The final paragraph about the dangers of cannabis is really quite pathetic and even if true is hardly a justification for imprisoning adults who make an informed decision to use cannabis, let alone children or ill people who should be protected by the law rather than treated as criminals. This shows an authoritarian streak in this government totally at odds with its public claims – the true face behind the mask perhaps?
So anyway where does all this leave UK law?

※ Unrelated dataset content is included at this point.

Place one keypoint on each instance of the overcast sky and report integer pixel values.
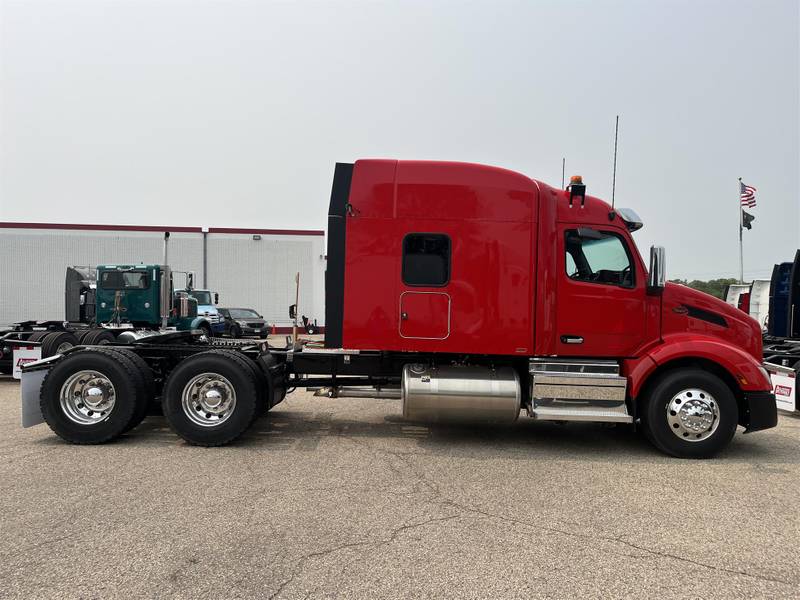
(233, 113)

We have an exception to a law here based not on country of origin, but on this somewhat nebulous concept of “place of residence”. It’s unclear how that is defined, if indeed it is defined in any formal way. However, it’s not based on nationality so a UK citizen living in Holland can import cannabis here and apparently be immune from prosecution but a Dutch person living here couldn’t. It will be interesting to see how this stands up in law if or when it eventually gets challenged.

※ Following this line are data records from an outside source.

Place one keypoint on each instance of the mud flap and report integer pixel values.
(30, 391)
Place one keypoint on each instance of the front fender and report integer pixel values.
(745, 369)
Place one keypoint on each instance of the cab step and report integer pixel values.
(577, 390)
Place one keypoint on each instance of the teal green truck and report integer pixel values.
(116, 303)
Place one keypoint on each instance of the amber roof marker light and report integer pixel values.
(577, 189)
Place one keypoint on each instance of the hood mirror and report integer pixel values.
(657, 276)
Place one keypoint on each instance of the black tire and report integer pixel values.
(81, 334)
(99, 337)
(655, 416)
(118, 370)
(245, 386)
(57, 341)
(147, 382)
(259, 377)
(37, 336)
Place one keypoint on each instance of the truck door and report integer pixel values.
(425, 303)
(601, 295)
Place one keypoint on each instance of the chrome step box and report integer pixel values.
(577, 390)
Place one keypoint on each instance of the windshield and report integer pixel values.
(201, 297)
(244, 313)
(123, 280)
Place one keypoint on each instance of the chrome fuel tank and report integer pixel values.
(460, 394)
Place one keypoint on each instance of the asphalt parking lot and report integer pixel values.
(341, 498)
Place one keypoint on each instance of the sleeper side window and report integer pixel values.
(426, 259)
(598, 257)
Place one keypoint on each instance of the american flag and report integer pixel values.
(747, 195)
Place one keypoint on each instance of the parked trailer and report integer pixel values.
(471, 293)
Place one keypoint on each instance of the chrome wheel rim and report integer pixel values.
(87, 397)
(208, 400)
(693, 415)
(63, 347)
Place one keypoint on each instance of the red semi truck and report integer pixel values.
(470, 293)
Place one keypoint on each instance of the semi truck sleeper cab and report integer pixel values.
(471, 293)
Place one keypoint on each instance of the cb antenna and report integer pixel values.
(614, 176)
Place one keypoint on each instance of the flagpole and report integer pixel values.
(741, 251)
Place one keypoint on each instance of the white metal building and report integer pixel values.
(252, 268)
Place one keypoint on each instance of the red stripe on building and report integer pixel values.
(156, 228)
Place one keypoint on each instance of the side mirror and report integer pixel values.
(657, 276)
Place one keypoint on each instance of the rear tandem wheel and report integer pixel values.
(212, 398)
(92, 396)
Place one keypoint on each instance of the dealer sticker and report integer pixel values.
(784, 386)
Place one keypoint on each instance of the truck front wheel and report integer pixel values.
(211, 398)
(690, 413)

Cannabis in all its forms is still a schedule 1 drug, which means it has no medical use. It’s interesting because Sativex, as James Brokensire states, has been granted a licence and doctors are able to prescribe it. However, it is still a schedule 1 drug and whilst doctors can prescribe it, it is unclear if pharmacies can legally dispense it or indeed if users can legally posses it.
The government had – and maybe still has – plans to introduce Sativex as a way to defuse the medical cannabis issue. They had hoped to be able to licence Sativex as something distinct from cannabis and that thinking is clear in James Brookenshire’s comments. However, things haven’t gone as planned and Sativex is still scehedule 1 as a result. The idea was to move Sativex into class 2 which would acknowledge its medical value, but this has not happened and although the Home Office is keeping very tight lipped the reason is pretty obvious; Sativex is pharmacologically identical to cannabis because it is cannabis – albeit a blend of two strains and refined down to a substance similar to what is sold on the street as “oil”, which is recognised as a form of cannabis under the law (see here). The UK drug laws simply cover the drugs and can’t make an exception for a specific brand name. Sadly for the government, if Sativex is moved to class 2 it will almost certainly mean cannabis will have to be as well. Watch this space to see what happens.

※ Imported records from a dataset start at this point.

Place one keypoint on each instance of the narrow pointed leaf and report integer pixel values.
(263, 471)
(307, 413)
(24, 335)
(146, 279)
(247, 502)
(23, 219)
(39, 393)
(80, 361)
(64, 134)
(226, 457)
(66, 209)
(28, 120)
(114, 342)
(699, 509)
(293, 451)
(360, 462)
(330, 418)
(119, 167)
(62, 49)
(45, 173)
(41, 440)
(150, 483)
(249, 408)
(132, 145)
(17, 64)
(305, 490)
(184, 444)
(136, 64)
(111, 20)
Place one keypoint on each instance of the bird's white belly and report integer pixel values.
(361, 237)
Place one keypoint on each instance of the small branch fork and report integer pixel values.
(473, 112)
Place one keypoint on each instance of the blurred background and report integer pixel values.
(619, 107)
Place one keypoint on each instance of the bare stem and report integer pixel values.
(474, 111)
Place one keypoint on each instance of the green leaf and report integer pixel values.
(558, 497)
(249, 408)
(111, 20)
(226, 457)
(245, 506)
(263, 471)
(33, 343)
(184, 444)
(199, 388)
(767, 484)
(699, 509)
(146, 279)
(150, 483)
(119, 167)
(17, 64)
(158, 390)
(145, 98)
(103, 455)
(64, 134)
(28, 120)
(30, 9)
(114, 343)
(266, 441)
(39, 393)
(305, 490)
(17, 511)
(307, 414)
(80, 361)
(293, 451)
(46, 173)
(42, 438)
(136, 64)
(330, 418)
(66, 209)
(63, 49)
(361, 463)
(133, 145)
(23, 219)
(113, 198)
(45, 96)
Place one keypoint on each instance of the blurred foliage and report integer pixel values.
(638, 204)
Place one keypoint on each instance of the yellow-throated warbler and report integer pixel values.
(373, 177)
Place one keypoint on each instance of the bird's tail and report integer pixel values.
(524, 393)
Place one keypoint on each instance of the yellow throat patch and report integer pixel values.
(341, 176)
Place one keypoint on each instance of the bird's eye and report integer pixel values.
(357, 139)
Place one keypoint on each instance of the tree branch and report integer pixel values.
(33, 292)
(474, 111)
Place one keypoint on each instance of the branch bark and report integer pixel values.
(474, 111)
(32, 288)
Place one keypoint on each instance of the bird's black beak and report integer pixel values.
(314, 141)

One other fly in the ointment is that under section 8 of the Misuse of Drugs Act it is illegal for anyone to allow the use of cannabis in any establishment or property they own or manage. There is no exception to that so presumably it would not be legal to allow this legally imported cannabis – or come to that Sativex – to actually be used anywhere? As far as UKCIA can tell nothing has been done about this yet either, and there doesn’t seem to be any plans to do anything.
The UK drug law as it applies to cannabis is coming under a lot of pressure and yet this government are desperate to keep their hard line prohibition policy intact whatever the evidence and whatever the harm they cause. It really is quite pathetic.